Çavuşoğlu, "Ticaret savaşları, uluslararası sömürünün yeni formları, jeopolitik rekabet, büyük güçlerin vesayet savaşları, ulus devletlerin parçalanmaları, terörizm, yabancı düşmanlığı, İslam'a karşı düşmanlık, yükselen eşitsizlik ve adaletsizlik, bardağın boş tarafını oluşturan son dönemdeki eğilimler arasında bulunuyor" ifadelerini kullandı.

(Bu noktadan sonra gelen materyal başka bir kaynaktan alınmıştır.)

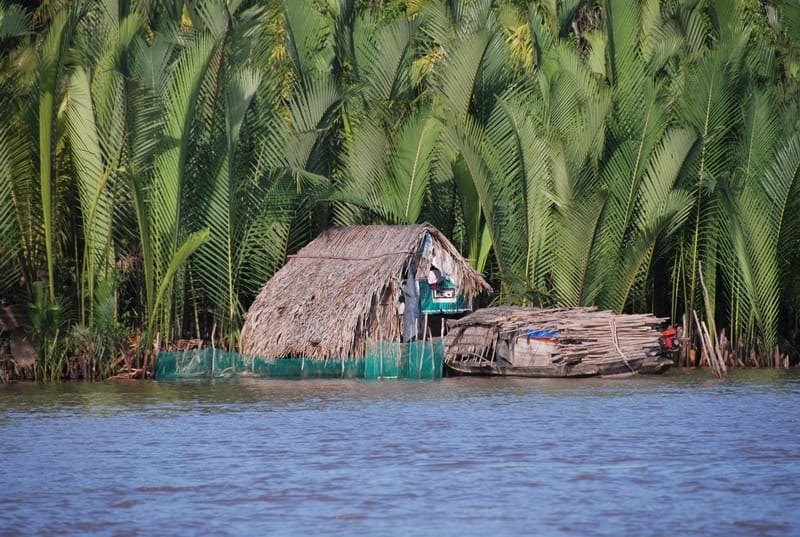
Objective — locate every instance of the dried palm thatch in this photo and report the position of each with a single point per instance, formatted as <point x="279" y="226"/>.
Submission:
<point x="587" y="335"/>
<point x="343" y="288"/>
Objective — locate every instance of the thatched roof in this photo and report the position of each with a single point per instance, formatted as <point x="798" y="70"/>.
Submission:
<point x="586" y="334"/>
<point x="342" y="288"/>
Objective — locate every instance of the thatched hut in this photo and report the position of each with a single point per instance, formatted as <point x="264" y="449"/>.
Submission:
<point x="355" y="284"/>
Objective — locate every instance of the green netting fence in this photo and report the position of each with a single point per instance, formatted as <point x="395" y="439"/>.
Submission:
<point x="383" y="360"/>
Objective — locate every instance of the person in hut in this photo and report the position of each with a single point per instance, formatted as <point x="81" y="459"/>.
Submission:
<point x="435" y="278"/>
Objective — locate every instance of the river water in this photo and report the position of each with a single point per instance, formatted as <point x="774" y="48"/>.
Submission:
<point x="675" y="455"/>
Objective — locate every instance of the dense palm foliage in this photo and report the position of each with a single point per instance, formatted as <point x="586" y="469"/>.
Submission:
<point x="159" y="161"/>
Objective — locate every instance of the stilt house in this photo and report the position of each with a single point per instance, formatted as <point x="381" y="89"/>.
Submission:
<point x="356" y="284"/>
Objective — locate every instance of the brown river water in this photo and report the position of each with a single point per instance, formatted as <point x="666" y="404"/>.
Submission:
<point x="681" y="454"/>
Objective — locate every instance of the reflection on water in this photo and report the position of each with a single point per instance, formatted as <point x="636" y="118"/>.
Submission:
<point x="681" y="454"/>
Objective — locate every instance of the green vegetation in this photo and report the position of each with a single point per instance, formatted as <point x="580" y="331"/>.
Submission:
<point x="160" y="160"/>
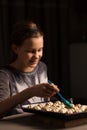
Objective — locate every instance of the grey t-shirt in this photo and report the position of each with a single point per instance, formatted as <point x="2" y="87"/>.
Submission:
<point x="13" y="81"/>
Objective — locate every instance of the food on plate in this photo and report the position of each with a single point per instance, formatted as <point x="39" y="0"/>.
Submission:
<point x="58" y="107"/>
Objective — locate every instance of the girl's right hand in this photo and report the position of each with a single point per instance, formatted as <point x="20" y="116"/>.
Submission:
<point x="45" y="90"/>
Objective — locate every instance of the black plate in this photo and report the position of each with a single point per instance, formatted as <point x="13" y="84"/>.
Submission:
<point x="56" y="114"/>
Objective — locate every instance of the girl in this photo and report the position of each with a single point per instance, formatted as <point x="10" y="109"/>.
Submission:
<point x="24" y="79"/>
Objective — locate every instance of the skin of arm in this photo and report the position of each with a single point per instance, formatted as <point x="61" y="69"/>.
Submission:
<point x="41" y="90"/>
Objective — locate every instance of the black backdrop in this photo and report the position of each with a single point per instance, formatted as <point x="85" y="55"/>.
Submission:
<point x="63" y="21"/>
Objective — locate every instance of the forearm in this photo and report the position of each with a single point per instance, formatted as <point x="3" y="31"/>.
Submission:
<point x="11" y="102"/>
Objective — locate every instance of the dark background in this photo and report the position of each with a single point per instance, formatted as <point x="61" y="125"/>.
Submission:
<point x="64" y="23"/>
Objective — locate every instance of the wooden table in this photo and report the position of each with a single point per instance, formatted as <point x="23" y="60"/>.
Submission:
<point x="29" y="121"/>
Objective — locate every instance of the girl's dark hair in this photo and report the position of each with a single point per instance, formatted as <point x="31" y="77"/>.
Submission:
<point x="21" y="31"/>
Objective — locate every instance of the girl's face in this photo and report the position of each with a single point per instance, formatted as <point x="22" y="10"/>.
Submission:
<point x="30" y="52"/>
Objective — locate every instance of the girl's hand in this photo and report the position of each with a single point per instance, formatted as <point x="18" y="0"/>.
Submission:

"İnsanlığın karşı karşıya bulunduğu zorluklar, insanlığın kazanımları ve fırsatlarını yavaş yavaş yok ediyor" görüşünü paylaşan Çavuşoğlu, hangi tarafın kazanacağını ise insanların olumlu sonuçlara ulaşmak için ne kadar birlikte çalışabileceklerinin belirleyeceğini kaydetti.
'BEKLE-GÖR TAVRI ARTIK MAKUL DEĞİL'
Türkiye'nin insani ve girişimci yaklaşımıyla Suriye'de 4 bin kilometrekarelik alanın IŞİD ve PKK/PYD/YPG örgütlerinden temizlendiğini belirten Çavuşoğlu, "Eğer müdahale edilmeseydi halkımız hala bu teröristlerin saldırılarına maruz kalacaktı ve Suriye'deki trajedide bir siyasi çözüm ulaşılamaz hale gelecekti" ifadelerini kullandı.
Çavuşoğlu, Suriye'deki durumun bir milleti yakan yangının nasıl öngörülemez sonuçlar doğuracağını bir kez daha gösterdiğine dikkati çekerek, "Binlerce kilometre uzaktakiler dahil olmak üzere herkes, terör tehdidi, ekonomik şok, düzensiz göç ya da yaralı insanlık vicdanı dolayısıyla bunun acısını çekecek." görüşünü paylaştı.
Türkiye, YPG'yi, PKK’nın Suriye’deki uzantısı olarak görüyor ve bu yapıyla ilişkili DSG gibi örgütlerin de 'terör örgütü' olarak kabul edilmesini istiyor. Ancak, Başta ABD olmak üzere Batılı güçler, Ankara’nın bu görüşünü kabul etmiyor. Ankara, ayrıca YPG'ye silah verilmesine de sert bir şekilde karşı çıkıyor.